At Home for the Holidays

Because of all the financial gloom and in a bold effort to save money, I have been debating whether to stop going on my traditional summer holiday. Being a keen fisherman in my spare time, this normally involves me on the bank of a lake or river being drenched in drizzle and eaten alive by midges. So, in terms of the pleasure factor let alone the financial savings, it could be argued there might be some benefit in staying at home.

I’m also aware that long-range forecasts predict that this summer will be (and I quote) “…much warmer and sunnier than last year”. I scratch my head but can’t recall having any sort of a summer in 2008. I remember it was rainy and windy and England didn’t qualify for Euro 2008 and our dog ran into a tree and had to have his leg in plaster. Oh, and Aunt Sarah came to stay, had rather too much cooking sherry and fell asleep under the piano. That’s about it.

At the moment I’m still planning to take a last minute holiday – hopefully much cheaper at very short notice. Also cheaper because I am prepared to put up with flying at 4.30am on a delayed charter flight from Birmingham surrounded by screaming babies and their vomiting parents and end up in a damp smelling run down villa sandwiched between a car breakers’ yard and a sewage plant just 10 minutes bus ride from the sea with no running water and diphtheria lurking in the kitchenette. There you go… I’ve just talked myself out of the whole idea.

There are other alternatives to consider. For example, the ‘House Swap’ idea can be a very good value holiday. You advertise online and find a nice looking family with a nice looking house in the Alps. You go there in July at the same time as they come to you. This seems an excellent idea because it doesn’t matter if you don’t get along as you will never actually meet each other. When you arrive, you find their house is rather too near a pig farm for comfort and it’s also on the main ‘Sound of Music’ coach tour route. After being deafened for the hundredth time by ‘Edelweiss’ blaring from the tour bus, you return home to find your house slightly different. The dining room table has a long scratch right down the middle and the washing machine needs replacing after their teenage son had set fire to the kitchen. Apart from that, it was a relatively good experience for both families. Ah yes, silly me. I was forgetting about your car which seems to have had an evil smelling interior spillage next to the driver’s seat. But at least they covered it up with a bottle of powerful antiseptic fragrance (‘alpine flowers’) which was a nice gesture.

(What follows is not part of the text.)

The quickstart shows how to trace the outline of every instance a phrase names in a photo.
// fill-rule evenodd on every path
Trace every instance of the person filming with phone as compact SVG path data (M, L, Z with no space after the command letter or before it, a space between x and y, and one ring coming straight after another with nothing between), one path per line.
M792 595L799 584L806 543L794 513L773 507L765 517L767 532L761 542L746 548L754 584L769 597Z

Come come now, (I can hear you saying), don’t be an old humbug! Holidays are vital and a well deserved annual break for yourself and the family. Yes, but any change is as good as a rest. You can therefore stay in your own house, make some temporary changes and then imagine you’re on holiday when in fact you’re still at home.

For example, try moving stuff around in the kitchen. If you put all the cutlery into another drawer, hide the salt and pepper and replace your nice dinner glasses with those cheap plastic ones you once bought in Bridport market, it will break the mould of familiarity and cause you much the same degree of uncertainty and stress you might have experienced in a strange holiday villa (i.e. “Where on earth do they keep their spoons in this kitchen?”).

The most effective change of all (and the easiest to put into effect) is to move into the spare room for a week. The view from the window will be new and therefore exciting. The sounds and the smells will be different each night and cause you a mild shock when you wake in the morning. “Where am I?” you will ask as you open your eyes to unfamiliar surroundings. Yes, that’s right – you’re on holiday!

You can make other subtle changes to increase the vacation effect. Retune the TV to different channels, hide the remote and remove the bathroom door and re-hang it opening the opposite way from right to left (this one causes considerable laughs particularly when you’re trying to take a pee at 3am).

Try turning off the electricity for the whole week and you’ll be forced to eat and talk by candlelight – much more romantic and saves you pounds. Change the walls by hanging up all those frightful pictures stored in your attic that you hate but don’t have the heart to throw away for sentimental reasons. Gaze anew at glossy pink sunsets and faded Victorian gardens and then, when the week’s over, you can put everything back as it was. You will then be able to accurately say with a smile: “You know, it’s nice to be away but it’s even nicer to be back home again!”